Ordinal • Gamma: A measure of association for ordinal variables, ranging from -1 (negative association) to 1 (positive association). It is based on the difference between the number of concordant and discordant pairs of observations, divided by the total number of pairs. • Standard Error: The standard error of the gamma coefficient, which is used to compute the confidence interval. • Lower: The lower bound of the confidence interval for the gamma coefficient. • Upper: The upper bound of the confidence interval for the gamma coefficient. • Kendall's Tau-b: A measure of association for ordinal variables, ranging from -1 (negative association) to 1 (positive association).

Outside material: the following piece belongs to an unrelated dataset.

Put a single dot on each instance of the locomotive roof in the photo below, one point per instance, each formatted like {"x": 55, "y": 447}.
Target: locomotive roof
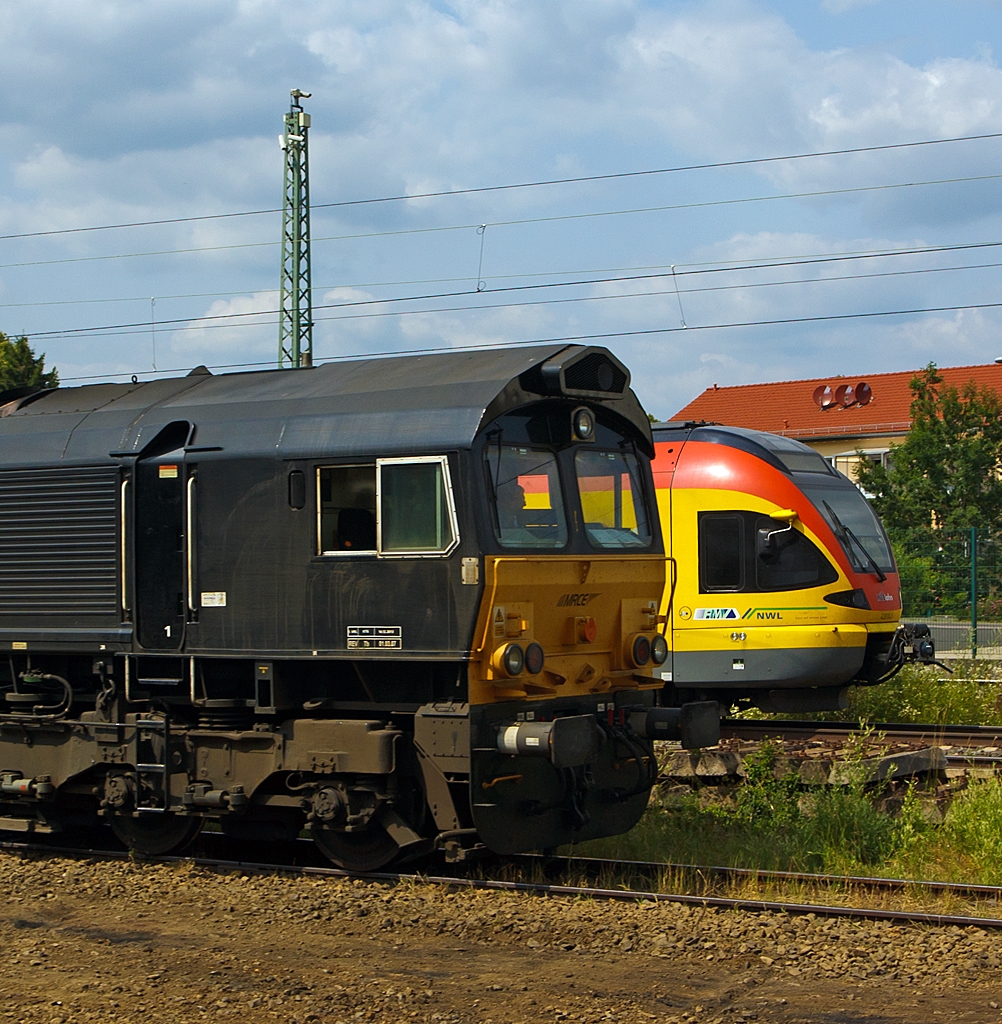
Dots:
{"x": 366, "y": 407}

It is based on the difference between the number of concordant and discordant pairs of observations, divided by the square root of the product of the number of pairs not tied on the row variable and the number of pairs not tied on the column variable. • Z: The test statistic for testing the null hypothesis that Kendall's tau-b is zero. • p: The p-value for the test of Kendall's tau-b. • VS-MPR: The Vovk-Sellke maximum p-ratio for the test of Kendall's tau-b.

> Descriptive Plots • The plot shows a mosaic plot of the contingency table, with the size of the tiles proportional to the observed frequencies, and the color of the tiles indicating the standardized residuals. The plot also displays the expected frequencies, the standardized residuals, and the cell percentages for each cell in the table.

vandenman commented 7 months ago

Some remarks:

"Log Odds Ratio" with "Ln Odds Ratios"

In statistics, it is pretty common (although admittedly not entirely unambiguous) to use log to indicate the natural logarithm (e.g., log-likelihood, but also log odds, see e.g., Wikipedia).

"Notes: For all tests, the alternative hypothesis specifies that group [...] is greater than [...]." The groups compared are the names of the rows, they don't designate a contingency table's cell name (the value of which is a bi-variate variable or count).

This indeed appears insufficient.

I think users can now expect all help screens to be complete?

I'll get to that. @tomtomme thanks! That's probably a nice starting point.